Joining public or late stage pre-IPO companies, equity provides the possibility of real wealth. There is a great Wealthfront article about this -- that if you live in the bay area and have a normal nuclear family, you need equity if you hope to pay for a house, college, etc.
I've seen this in my own life and in many colleagues, friends, and people I've hired. It's not a guaranteed paycheck, but in the bay area getting a healthy equity grant is part of the standard comp package. Without luck, it can be a nice bonus. With some luck it can really move the needle. And with ISO's especially you can choose when to pay taxes on the income.
I know that outside the bay area comp packages are structured differently -- and often less lucratively.
The problem here is that "the possibility of real wealth" is not "real wealth". Not being dead provides "the possibility of real wealth" to approximately the same degree as the equity offered to anyone past double digit employee count. Even before that it's only factor unity above the baseline of "not yet dead"
It's a subjective term. But IMO, a few hundred grand after-taxes is real wealth to somebody making $150k a year. It can bend the net-worth growth curve of your life -- a huge home downpayment, elimination of your student loans, etc. Be smart, take an educated risk, and IMO don't listen to people who say equity is worthless.
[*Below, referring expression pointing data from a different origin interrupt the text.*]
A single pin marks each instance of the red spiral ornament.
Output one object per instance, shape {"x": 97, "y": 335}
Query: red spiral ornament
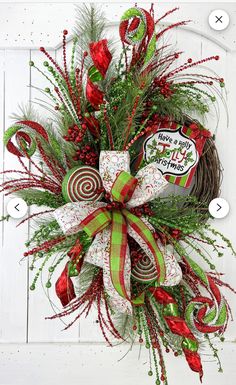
{"x": 82, "y": 184}
{"x": 24, "y": 132}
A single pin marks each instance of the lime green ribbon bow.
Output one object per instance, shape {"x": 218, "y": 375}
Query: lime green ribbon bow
{"x": 119, "y": 217}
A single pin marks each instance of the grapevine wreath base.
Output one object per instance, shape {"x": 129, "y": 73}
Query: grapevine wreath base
{"x": 120, "y": 134}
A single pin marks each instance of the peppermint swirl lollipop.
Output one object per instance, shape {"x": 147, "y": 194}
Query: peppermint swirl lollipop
{"x": 137, "y": 27}
{"x": 144, "y": 271}
{"x": 82, "y": 184}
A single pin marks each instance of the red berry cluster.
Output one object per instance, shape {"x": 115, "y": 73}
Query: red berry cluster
{"x": 136, "y": 255}
{"x": 87, "y": 155}
{"x": 164, "y": 86}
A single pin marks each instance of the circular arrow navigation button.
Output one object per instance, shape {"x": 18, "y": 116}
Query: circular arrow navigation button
{"x": 17, "y": 208}
{"x": 218, "y": 208}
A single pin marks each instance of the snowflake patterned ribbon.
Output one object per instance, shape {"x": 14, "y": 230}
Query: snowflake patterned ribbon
{"x": 111, "y": 226}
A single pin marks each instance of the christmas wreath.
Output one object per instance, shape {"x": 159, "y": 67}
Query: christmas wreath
{"x": 120, "y": 136}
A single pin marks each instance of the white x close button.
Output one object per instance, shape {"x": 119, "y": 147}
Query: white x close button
{"x": 218, "y": 20}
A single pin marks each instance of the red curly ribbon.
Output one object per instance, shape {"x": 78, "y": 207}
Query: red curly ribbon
{"x": 22, "y": 130}
{"x": 64, "y": 285}
{"x": 179, "y": 326}
{"x": 101, "y": 58}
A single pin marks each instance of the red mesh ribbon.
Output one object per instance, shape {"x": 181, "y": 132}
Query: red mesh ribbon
{"x": 93, "y": 94}
{"x": 65, "y": 288}
{"x": 178, "y": 325}
{"x": 101, "y": 56}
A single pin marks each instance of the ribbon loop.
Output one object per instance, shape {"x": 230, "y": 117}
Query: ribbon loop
{"x": 118, "y": 252}
{"x": 97, "y": 221}
{"x": 123, "y": 187}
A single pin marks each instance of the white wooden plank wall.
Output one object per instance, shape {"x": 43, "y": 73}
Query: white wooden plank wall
{"x": 22, "y": 312}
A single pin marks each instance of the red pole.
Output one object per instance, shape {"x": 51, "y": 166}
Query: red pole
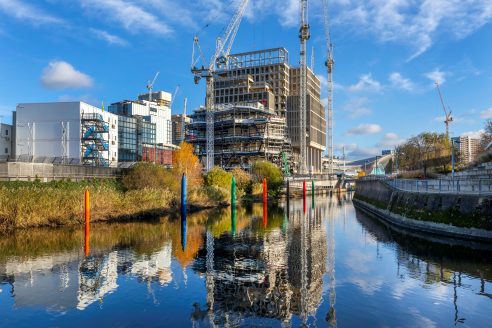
{"x": 87, "y": 221}
{"x": 304, "y": 194}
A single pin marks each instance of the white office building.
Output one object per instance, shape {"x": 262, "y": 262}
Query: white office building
{"x": 157, "y": 111}
{"x": 66, "y": 132}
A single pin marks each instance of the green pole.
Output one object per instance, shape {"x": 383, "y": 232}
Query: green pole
{"x": 312, "y": 192}
{"x": 233, "y": 192}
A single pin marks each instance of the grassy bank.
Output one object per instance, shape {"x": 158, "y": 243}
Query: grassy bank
{"x": 32, "y": 204}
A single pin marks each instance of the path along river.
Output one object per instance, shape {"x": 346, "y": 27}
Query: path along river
{"x": 332, "y": 265}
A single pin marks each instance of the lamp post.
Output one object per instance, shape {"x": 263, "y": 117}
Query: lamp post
{"x": 452, "y": 156}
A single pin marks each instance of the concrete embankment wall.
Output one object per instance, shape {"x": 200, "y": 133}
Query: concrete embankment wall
{"x": 468, "y": 216}
{"x": 47, "y": 172}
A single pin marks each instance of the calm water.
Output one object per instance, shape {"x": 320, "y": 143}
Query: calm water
{"x": 331, "y": 266}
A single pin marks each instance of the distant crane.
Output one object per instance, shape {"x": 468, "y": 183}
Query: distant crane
{"x": 448, "y": 118}
{"x": 183, "y": 121}
{"x": 329, "y": 63}
{"x": 150, "y": 85}
{"x": 219, "y": 60}
{"x": 304, "y": 36}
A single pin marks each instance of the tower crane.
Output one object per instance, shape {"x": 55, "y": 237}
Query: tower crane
{"x": 304, "y": 36}
{"x": 219, "y": 60}
{"x": 150, "y": 85}
{"x": 448, "y": 118}
{"x": 329, "y": 63}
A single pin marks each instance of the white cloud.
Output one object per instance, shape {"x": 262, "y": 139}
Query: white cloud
{"x": 400, "y": 82}
{"x": 62, "y": 75}
{"x": 109, "y": 38}
{"x": 363, "y": 129}
{"x": 357, "y": 107}
{"x": 391, "y": 140}
{"x": 23, "y": 11}
{"x": 486, "y": 114}
{"x": 366, "y": 83}
{"x": 474, "y": 134}
{"x": 436, "y": 76}
{"x": 414, "y": 23}
{"x": 132, "y": 17}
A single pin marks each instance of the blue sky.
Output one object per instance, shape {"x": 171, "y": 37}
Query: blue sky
{"x": 387, "y": 56}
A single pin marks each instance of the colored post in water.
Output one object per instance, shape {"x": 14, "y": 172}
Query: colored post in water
{"x": 312, "y": 193}
{"x": 233, "y": 206}
{"x": 183, "y": 197}
{"x": 87, "y": 221}
{"x": 304, "y": 195}
{"x": 183, "y": 234}
{"x": 264, "y": 191}
{"x": 233, "y": 192}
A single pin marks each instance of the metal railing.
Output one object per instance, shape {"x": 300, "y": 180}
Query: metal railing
{"x": 461, "y": 186}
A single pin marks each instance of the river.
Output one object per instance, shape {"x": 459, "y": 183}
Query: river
{"x": 331, "y": 265}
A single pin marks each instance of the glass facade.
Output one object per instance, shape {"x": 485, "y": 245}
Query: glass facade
{"x": 133, "y": 132}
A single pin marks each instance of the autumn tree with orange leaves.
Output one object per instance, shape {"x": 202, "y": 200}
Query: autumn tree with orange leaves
{"x": 184, "y": 161}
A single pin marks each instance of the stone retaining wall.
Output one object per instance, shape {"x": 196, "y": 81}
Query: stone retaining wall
{"x": 467, "y": 211}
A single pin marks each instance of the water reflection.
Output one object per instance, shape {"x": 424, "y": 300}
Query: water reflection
{"x": 255, "y": 266}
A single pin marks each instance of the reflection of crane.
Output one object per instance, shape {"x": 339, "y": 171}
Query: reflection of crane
{"x": 448, "y": 118}
{"x": 150, "y": 86}
{"x": 207, "y": 71}
{"x": 303, "y": 37}
{"x": 329, "y": 65}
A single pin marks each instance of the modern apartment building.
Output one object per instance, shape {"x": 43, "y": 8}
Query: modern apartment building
{"x": 179, "y": 130}
{"x": 467, "y": 148}
{"x": 66, "y": 132}
{"x": 315, "y": 120}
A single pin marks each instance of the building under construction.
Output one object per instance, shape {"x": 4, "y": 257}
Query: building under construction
{"x": 244, "y": 133}
{"x": 262, "y": 77}
{"x": 315, "y": 119}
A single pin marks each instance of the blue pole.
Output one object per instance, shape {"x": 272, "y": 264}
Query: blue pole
{"x": 183, "y": 196}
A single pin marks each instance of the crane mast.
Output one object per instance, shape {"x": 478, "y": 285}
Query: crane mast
{"x": 304, "y": 35}
{"x": 329, "y": 65}
{"x": 219, "y": 60}
{"x": 448, "y": 118}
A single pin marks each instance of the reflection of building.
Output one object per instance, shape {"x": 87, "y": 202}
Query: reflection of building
{"x": 67, "y": 281}
{"x": 273, "y": 275}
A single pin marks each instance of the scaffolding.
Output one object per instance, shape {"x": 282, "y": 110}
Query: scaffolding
{"x": 244, "y": 133}
{"x": 95, "y": 136}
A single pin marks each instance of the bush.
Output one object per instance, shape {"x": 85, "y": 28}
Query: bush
{"x": 272, "y": 173}
{"x": 146, "y": 175}
{"x": 219, "y": 178}
{"x": 243, "y": 179}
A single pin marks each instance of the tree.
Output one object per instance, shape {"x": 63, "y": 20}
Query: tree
{"x": 184, "y": 161}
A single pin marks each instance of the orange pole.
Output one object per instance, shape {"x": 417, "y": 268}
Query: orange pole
{"x": 264, "y": 191}
{"x": 87, "y": 221}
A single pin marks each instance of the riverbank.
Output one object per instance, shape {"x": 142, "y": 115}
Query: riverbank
{"x": 57, "y": 203}
{"x": 454, "y": 215}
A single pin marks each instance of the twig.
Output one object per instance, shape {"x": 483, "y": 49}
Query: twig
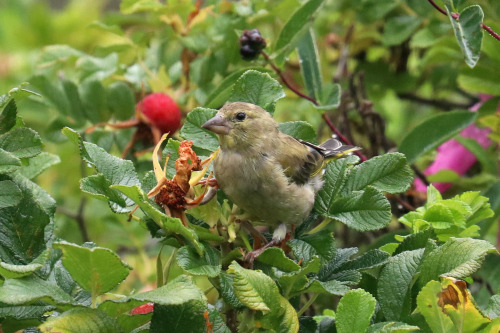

I'd love to see real data on what percentage of tech workers who receive equity ACTUALLY end up cashing out for over, say, $100K. Not a HN Survey, because of course everyone here has $10MM in equity, a mansion on the Peninsula, and a supermodel spouse. But a real survey across the huge tech company landscape, in and out of Silicon Valley.
Over a 4 year grant? This is just a guess, I don't have the IRS database at my hands. Maybe $200-300k after-tax sounds more reasonable? Like I said above -- "with some luck"
You have not yet actually made a guess you've just kept asserting that "a lot of money" is "a lot of money" and I agree. A lot of money is a lot money. I just think that modulo nobody is actually seeing a lot of money from start-up employee equity.
The problem is that it's not an easy thing to estimate. I know I've had equity grants that I thought were worth $x but turned out to be worth $x * 4. But you don't sell all of it at once, and you don't pay all of the tax bill when you sell, so it's a very hard thing to know. $200-300k after taxes is, I'm sure, not a rare outcome over a 4-year vest.
if you live in the bay area and have a normal nuclear family, you need equity if you hope to pay for a house, college, etc.
Then holy hell am I glad I don't live in the Bay area. Because, as the article demonstrates, there is zero guarantee that the equity you have will be worth anything. That you'd depend on such a thing to pay your mortgage and send your kids to college? Madness.
I've seen this in my own life and in many colleagues, friends, and people I've hired. It's not a guaranteed paycheck, but in the bay area getting a healthy equity grant is part of the standard comp package. Without luck, it can be a nice bonus. With some luck it can really move the needle. And with ISO's especially you can choose when to pay taxes on the income.
I know that outside the bay area comp packages are structured differently -- and often less lucratively.